Selective outcome reporting will be assessed using the approach described in Chapter 8 of the Cochrane Handbook for Systematic Reviews of Interventions (Higgins 2008). Publication bias will be assessed qualitatively based on the results and characteristics of the included studies, including the extent to which only small effects in favour of the intervention are reported, the extent to which funders or investigators are advocates of paying for performance or have a vested interest in the results, and the extent to which the authors’ interpretations of the results are supported by the actual results.

Data synthesis

The primary analysis will only include estimates of the impact of paying for performance where there are not important differences in ancillary components.

For each of the comparisons, the results of each relevant included study will be summarised in a table that includes the main characteristics of the study, the results in natural units as reported by the investigators, and standardised results.

Studies of paying for performance are likely to be heterogeneous, in relation to context, study design, characteristics of the participants and the interventions, and the outcome measures. It is therefore unlikely to be informative to calculate average effects across studies. If relevant, we will report median effects and the range of effects for each group of studies and across groups for each main outcome. If there are studies that are similar enough that it would be meaningful to combine their results, we will perform statistical analysis using the Review Manager software (RevMan 5). We will use a fixed effect model to combine data in the absence of important heterogeneity, using risk ratios (for undesirable outcomes) for dichotomous outcomes and weighted mean differences for continuous outcomes, if possible. If possible, changes in level and changes in slopes, from ITS studies, will be combined using the Generic Inverse Variance method. This method will also be used to combine results from reported adjusted analyses in primary studies.

Comparisons where there are important differences in ancillary components, such as increased resources, will be reported separately, and will not be included in the primary analysis. For these comparisons, we will describe the key ancillary components and explore the extent to which reported impacts are likely to be attributable to paying for performance per se (conditionality) versus the other components of paying for performance schemes.

Subgroup analysis and investigation of heterogeneity

If we find more than one study for any of the comparisons listed above we will explore the extent to which the following factors might explain differences in the impacts of paying for performance (see Table 1).

Of presumed greatest significance will be the magnitude and proportion of other financing sources that the incentives constitute (clearly, the higher the incentive, the more we would expect a response from providers).

Heterogeneity will be explored visually by preparing tables, bubble plots and box plots to explore the size of the observed effects in relation to each of these variables. We will consider each potential explanatory factor one at a time by looking for patterns in the distribution of the effects of paying for performance.
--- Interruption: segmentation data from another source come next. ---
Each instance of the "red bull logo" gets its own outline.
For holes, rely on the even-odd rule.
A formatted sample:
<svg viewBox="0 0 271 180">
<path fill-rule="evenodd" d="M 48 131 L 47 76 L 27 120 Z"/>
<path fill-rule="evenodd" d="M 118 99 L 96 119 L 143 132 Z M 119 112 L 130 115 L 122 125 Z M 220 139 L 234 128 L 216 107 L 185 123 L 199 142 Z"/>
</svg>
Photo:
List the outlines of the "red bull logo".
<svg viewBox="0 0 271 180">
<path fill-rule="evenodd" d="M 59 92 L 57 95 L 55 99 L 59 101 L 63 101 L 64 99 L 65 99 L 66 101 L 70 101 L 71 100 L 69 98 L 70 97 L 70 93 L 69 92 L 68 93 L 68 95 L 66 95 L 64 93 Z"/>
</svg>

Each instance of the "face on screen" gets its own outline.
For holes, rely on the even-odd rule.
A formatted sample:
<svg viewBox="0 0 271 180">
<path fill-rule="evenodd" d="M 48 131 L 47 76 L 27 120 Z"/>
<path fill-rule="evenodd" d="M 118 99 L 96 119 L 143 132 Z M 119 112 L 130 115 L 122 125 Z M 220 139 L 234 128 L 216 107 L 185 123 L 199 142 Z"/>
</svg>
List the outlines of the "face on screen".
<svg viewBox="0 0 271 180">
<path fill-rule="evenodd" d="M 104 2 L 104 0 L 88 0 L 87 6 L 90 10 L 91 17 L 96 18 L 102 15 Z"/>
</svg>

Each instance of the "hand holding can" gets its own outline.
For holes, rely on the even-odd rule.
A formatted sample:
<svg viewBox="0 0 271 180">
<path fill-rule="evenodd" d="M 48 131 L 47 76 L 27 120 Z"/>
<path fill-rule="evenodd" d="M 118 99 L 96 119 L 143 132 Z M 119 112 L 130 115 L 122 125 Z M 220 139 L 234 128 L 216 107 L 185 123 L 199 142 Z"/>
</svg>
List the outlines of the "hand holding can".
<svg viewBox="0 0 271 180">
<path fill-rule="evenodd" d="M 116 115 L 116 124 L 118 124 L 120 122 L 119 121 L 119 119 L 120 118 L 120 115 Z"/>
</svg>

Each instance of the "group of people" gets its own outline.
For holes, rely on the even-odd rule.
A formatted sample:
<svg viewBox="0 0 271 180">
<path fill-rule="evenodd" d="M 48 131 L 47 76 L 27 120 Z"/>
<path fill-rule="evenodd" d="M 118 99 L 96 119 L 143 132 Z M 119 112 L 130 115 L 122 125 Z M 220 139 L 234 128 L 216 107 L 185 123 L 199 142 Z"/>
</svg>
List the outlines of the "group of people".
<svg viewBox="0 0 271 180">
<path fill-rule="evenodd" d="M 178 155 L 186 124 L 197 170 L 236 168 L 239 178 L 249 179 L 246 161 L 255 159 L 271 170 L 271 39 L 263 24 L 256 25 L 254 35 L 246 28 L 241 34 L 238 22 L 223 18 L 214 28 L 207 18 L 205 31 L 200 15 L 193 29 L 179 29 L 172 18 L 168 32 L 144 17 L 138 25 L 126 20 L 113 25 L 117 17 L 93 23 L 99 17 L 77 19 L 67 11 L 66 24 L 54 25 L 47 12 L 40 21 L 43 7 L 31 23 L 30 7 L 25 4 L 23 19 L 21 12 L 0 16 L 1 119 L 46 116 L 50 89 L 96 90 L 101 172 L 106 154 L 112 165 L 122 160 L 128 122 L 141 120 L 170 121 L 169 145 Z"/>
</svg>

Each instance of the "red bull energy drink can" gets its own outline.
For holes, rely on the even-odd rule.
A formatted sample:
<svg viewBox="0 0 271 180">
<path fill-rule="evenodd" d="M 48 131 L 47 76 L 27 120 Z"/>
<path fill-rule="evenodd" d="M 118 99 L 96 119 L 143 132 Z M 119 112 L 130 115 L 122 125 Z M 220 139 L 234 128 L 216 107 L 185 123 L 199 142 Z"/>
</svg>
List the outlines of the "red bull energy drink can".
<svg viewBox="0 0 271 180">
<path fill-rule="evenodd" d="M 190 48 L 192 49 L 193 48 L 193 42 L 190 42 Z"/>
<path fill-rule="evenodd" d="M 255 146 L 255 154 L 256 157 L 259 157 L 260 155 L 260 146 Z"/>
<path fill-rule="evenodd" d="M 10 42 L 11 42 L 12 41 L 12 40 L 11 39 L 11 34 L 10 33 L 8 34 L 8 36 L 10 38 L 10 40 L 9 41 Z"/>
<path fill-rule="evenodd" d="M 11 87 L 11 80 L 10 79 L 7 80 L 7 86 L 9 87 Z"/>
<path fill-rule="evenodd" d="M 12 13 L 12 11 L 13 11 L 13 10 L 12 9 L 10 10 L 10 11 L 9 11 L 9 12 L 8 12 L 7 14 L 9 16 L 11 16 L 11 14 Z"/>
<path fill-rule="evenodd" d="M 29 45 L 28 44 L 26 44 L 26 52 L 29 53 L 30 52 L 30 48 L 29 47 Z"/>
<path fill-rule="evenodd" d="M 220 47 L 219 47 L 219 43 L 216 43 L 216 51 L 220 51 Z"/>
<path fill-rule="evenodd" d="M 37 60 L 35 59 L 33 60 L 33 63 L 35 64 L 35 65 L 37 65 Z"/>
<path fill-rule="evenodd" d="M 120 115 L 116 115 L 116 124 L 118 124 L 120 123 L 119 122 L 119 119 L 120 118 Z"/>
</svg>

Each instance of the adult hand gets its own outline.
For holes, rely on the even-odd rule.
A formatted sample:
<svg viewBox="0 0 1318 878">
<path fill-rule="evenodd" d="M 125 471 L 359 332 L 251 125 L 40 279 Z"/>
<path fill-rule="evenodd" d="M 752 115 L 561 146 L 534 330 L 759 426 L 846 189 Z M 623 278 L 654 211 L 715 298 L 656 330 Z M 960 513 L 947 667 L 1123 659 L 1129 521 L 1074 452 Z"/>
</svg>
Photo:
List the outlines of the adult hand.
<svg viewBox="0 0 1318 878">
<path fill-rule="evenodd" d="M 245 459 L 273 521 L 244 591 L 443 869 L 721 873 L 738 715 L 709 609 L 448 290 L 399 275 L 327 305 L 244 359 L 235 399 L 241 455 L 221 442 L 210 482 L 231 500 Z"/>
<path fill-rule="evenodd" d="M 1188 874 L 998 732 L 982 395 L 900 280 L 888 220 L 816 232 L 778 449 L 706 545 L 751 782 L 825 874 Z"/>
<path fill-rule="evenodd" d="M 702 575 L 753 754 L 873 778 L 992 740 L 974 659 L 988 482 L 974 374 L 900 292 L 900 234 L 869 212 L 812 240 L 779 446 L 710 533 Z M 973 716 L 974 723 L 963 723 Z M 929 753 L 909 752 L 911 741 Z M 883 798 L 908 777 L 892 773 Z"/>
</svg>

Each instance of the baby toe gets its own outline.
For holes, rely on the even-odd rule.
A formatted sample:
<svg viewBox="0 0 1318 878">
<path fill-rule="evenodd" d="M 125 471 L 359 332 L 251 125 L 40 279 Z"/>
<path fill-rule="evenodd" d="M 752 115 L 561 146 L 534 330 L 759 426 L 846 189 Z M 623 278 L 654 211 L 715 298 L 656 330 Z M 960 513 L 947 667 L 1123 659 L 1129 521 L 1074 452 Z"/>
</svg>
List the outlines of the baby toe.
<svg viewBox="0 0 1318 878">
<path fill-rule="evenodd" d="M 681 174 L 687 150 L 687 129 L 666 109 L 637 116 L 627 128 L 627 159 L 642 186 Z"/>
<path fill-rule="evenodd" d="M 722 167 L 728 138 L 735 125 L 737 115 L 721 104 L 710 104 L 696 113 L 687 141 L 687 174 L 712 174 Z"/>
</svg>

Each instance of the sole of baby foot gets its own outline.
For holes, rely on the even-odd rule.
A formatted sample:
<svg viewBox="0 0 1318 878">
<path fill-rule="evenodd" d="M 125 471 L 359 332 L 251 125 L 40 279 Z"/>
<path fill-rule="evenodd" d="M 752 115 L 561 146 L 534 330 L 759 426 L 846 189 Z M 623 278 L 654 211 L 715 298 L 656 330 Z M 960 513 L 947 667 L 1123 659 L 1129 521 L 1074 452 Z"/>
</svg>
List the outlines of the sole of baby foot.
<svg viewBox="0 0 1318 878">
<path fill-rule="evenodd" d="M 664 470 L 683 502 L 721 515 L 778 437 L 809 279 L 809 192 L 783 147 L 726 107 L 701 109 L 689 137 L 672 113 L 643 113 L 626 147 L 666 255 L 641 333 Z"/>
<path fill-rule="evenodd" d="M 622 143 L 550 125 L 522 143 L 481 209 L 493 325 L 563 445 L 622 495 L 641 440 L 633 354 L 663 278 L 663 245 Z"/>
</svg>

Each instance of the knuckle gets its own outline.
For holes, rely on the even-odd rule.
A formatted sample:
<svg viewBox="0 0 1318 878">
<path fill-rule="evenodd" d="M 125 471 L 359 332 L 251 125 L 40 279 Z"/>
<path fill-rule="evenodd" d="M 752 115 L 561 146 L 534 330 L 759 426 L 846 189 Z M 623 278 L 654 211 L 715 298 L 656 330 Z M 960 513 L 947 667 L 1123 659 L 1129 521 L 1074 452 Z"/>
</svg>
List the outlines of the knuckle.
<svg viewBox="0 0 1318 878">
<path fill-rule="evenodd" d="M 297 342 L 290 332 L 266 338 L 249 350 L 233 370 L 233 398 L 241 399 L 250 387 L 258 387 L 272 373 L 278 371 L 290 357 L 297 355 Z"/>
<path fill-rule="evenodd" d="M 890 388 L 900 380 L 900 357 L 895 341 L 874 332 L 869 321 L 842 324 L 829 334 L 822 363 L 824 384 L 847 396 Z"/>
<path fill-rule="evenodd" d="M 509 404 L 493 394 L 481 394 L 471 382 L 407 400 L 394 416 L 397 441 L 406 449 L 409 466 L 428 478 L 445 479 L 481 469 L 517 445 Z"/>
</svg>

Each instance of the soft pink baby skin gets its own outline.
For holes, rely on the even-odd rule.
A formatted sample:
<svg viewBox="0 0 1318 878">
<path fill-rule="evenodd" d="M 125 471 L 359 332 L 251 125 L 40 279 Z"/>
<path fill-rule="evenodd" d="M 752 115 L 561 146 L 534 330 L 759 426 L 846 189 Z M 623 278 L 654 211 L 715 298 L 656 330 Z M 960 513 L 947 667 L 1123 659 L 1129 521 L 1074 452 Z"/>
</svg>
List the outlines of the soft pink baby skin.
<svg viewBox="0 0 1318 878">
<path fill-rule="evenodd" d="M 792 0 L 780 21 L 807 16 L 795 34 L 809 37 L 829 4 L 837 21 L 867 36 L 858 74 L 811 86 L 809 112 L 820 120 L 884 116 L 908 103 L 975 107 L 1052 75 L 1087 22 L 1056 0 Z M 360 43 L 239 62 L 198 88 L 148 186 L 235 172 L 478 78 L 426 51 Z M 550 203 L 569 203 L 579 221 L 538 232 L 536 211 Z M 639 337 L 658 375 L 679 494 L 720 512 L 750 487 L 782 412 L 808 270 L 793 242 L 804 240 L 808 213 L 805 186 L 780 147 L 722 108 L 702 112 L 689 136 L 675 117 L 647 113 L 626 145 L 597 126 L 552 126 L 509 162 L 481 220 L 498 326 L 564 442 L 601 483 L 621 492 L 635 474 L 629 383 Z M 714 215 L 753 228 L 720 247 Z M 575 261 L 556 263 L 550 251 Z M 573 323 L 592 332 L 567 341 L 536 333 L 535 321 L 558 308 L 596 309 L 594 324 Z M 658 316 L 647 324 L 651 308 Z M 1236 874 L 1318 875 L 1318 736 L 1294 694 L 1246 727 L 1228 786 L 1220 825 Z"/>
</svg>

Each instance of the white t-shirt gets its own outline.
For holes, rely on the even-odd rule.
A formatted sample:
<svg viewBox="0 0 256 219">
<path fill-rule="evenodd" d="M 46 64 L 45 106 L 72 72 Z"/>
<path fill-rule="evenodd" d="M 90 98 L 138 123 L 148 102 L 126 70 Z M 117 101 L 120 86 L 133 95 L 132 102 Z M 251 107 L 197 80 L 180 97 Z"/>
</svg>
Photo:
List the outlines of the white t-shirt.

However, because we anticipate finding a small number of studies relative to the number of potential explanatory factors, we will investigate and report potential explanations of heterogeneity cautiously, using the criteria for interpreting subgroup analyses and meta‐regressions in Section 9.6.6 of the Cochrane Handbook for Systematic Reviews of Interventions (Higgins 2008).

To highlight the evidence and evidence gaps, we will prepare a table indicating the number and type of studies identified, by level of targeting, size of incentives, and presence or absence of ancillary measures (see Table 2).

Sensitivity analysis

We will perform sensitivity analyses by excluding studies with a high risk of bias for any outcome for which we find more than one comparable study with studies with a low or moderate risk of bias and studies with a high risk of bias.